Analyze

edit

Performs the analysis process on a text and return the tokens breakdown of the text.

Can be used without specifying an index against one of the many built in analyzers:

curl -XGET 'localhost:9200/_analyze' -d '
{
  "analyzer" : "standard",
  "text" : "this is a test"
}'

If text parameter is provided as array of strings, it is analyzed as a multi-valued field.

curl -XGET 'localhost:9200/_analyze' -d '
{
  "analyzer" : "standard",
  "text" : ["this is a test", "the second text"]
}'

Or by building a custom transient analyzer out of tokenizers, token filters and char filters. Token filters can use the shorter filter parameter name:

curl -XGET 'localhost:9200/_analyze' -d '
{
  "tokenizer" : "keyword",
  "filter" : ["lowercase"],
  "text" : "this is a test"
}'

curl -XGET 'localhost:9200/_analyze' -d '
{
  "tokenizer" : "keyword",
  "filter" : ["lowercase"],
  "char_filter" : ["html_strip"],
  "text" : "this is a <b>test</b>"
}'

Deprecated in 5.0.0.

Use filter/char_filter instead of filters/char_filters and token_filters has been removed

Custom tokenizers, token filters, and character filters can be specified in the request body as follows:

curl -XGET 'localhost:9200/_analyze' -d '
{
  "tokenizer" : "whitespace",
  "filter" : ["lowercase", {"type": "stop", "stopwords": ["a", "is", "this"]}],
  "text" : "this is a test"
}'

It can also run against a specific index:

curl -XGET 'localhost:9200/test/_analyze' -d '
{
  "text" : "this is a test"
}'

The above will run an analysis on the "this is a test" text, using the default index analyzer associated with the test index. An analyzer can also be provided to use a different analyzer:

curl -XGET 'localhost:9200/test/_analyze' -d '
{
  "analyzer" : "whitespace",
  "text" : "this is a test"
}'

Also, the analyzer can be derived based on a field mapping, for example:

curl -XGET 'localhost:9200/test/_analyze' -d '
{
  "field" : "obj1.field1",
  "text" : "this is a test"
}'

Will cause the analysis to happen based on the analyzer configured in the mapping for obj1.field1 (and if not, the default index analyzer).

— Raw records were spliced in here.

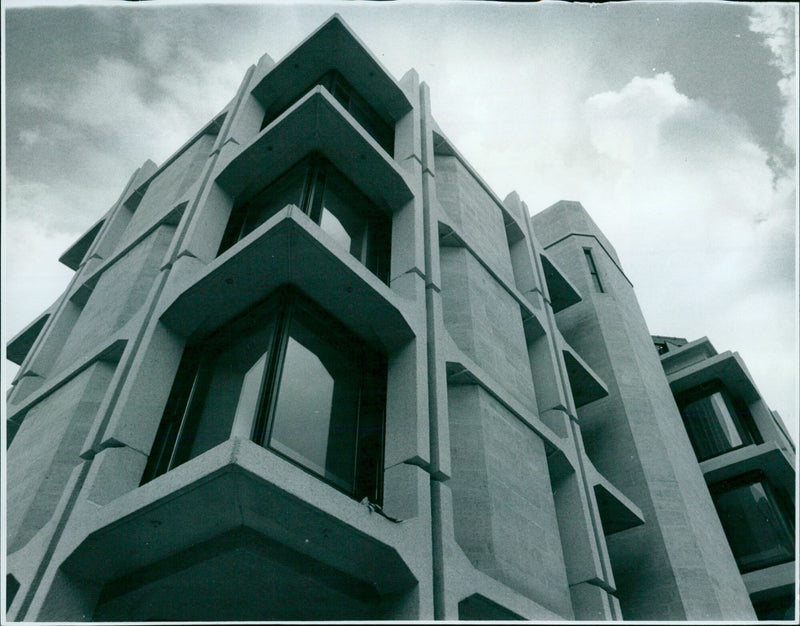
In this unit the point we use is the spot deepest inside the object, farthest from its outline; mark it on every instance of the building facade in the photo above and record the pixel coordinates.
(748, 462)
(312, 367)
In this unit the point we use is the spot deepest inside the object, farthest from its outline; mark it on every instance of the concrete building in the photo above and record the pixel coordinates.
(748, 461)
(312, 367)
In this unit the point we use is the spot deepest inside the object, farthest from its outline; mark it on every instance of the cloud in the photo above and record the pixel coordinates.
(777, 24)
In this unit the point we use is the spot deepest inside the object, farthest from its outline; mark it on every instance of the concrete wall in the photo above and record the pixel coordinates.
(474, 212)
(46, 449)
(485, 321)
(505, 519)
(678, 564)
(168, 188)
(120, 291)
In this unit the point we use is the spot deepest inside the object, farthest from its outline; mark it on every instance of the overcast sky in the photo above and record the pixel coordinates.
(674, 124)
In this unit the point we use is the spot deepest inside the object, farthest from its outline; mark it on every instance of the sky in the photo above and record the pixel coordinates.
(674, 124)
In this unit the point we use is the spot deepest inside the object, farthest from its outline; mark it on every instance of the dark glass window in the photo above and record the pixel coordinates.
(715, 422)
(377, 126)
(293, 380)
(328, 198)
(758, 530)
(593, 270)
(774, 609)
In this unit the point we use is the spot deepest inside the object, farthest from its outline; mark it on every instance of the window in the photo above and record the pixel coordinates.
(328, 198)
(381, 130)
(290, 378)
(715, 422)
(754, 521)
(593, 270)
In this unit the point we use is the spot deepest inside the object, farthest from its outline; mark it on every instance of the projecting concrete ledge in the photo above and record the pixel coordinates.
(290, 249)
(334, 46)
(240, 486)
(727, 367)
(766, 457)
(617, 511)
(19, 345)
(562, 292)
(586, 385)
(317, 123)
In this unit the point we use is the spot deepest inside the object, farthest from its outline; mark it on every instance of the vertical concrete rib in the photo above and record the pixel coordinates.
(600, 554)
(437, 376)
(121, 376)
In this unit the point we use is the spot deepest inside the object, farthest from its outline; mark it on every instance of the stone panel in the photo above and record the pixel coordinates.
(485, 322)
(168, 188)
(476, 214)
(504, 514)
(46, 449)
(120, 292)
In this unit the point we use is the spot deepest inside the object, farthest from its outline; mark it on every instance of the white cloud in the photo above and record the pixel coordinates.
(777, 24)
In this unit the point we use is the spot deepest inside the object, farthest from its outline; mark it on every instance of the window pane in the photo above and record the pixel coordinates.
(316, 415)
(341, 216)
(754, 526)
(713, 425)
(285, 191)
(288, 189)
(227, 387)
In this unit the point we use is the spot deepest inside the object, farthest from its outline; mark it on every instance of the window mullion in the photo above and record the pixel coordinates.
(185, 417)
(272, 373)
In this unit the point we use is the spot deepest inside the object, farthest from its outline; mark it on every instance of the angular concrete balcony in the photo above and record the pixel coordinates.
(239, 533)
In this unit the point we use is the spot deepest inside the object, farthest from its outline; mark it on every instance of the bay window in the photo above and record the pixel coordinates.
(755, 521)
(331, 201)
(716, 422)
(293, 380)
(381, 130)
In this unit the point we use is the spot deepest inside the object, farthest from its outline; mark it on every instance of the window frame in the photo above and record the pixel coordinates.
(377, 126)
(593, 272)
(279, 309)
(315, 176)
(783, 527)
(740, 416)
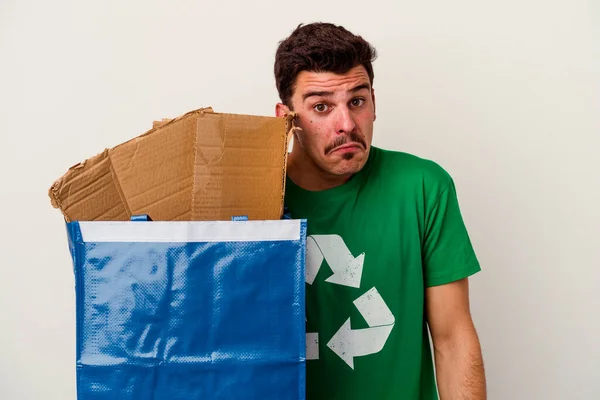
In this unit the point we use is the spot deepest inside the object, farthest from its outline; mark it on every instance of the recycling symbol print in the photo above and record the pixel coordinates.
(347, 270)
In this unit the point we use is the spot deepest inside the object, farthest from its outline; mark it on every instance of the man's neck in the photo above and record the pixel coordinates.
(306, 174)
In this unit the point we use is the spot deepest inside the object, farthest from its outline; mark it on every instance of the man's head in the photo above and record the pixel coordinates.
(324, 74)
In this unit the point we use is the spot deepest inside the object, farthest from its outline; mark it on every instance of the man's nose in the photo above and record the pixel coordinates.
(344, 121)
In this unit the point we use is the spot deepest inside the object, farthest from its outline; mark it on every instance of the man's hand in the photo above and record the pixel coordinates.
(458, 359)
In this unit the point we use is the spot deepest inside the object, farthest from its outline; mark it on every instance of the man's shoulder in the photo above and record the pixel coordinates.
(402, 165)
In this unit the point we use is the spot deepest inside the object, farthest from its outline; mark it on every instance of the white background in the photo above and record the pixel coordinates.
(504, 94)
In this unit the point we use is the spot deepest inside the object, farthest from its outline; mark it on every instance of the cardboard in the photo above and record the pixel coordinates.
(200, 166)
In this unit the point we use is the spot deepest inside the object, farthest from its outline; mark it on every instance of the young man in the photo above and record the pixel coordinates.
(388, 254)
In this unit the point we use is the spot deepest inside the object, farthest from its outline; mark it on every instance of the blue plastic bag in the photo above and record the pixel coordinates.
(190, 310)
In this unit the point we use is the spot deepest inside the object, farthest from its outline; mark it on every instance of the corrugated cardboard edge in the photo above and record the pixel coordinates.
(290, 128)
(72, 172)
(57, 186)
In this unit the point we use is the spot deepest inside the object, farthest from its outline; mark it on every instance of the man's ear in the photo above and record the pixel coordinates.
(374, 108)
(281, 110)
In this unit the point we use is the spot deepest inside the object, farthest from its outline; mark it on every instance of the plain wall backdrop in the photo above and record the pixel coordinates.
(505, 95)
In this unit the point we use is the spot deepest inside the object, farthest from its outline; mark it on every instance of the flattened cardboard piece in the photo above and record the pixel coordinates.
(200, 166)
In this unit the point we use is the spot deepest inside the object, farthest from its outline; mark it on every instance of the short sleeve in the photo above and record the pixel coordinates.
(448, 254)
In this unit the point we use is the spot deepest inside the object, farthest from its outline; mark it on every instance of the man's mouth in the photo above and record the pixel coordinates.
(352, 146)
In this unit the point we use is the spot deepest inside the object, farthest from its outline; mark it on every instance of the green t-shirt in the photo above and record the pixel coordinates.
(374, 245)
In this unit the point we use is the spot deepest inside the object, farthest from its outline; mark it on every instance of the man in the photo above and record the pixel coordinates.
(389, 227)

All parameters can also supplied as request parameters. For example:

curl -XGET 'localhost:9200/_analyze?tokenizer=keyword&filter=lowercase&text=this+is+a+test'

For backwards compatibility, we also accept the text parameter as the body of the request, provided it doesn’t start with { :

curl -XGET 'localhost:9200/_analyze?tokenizer=keyword&filter=lowercase&char_filter=html_strip' -d 'this is a <b>test</b>'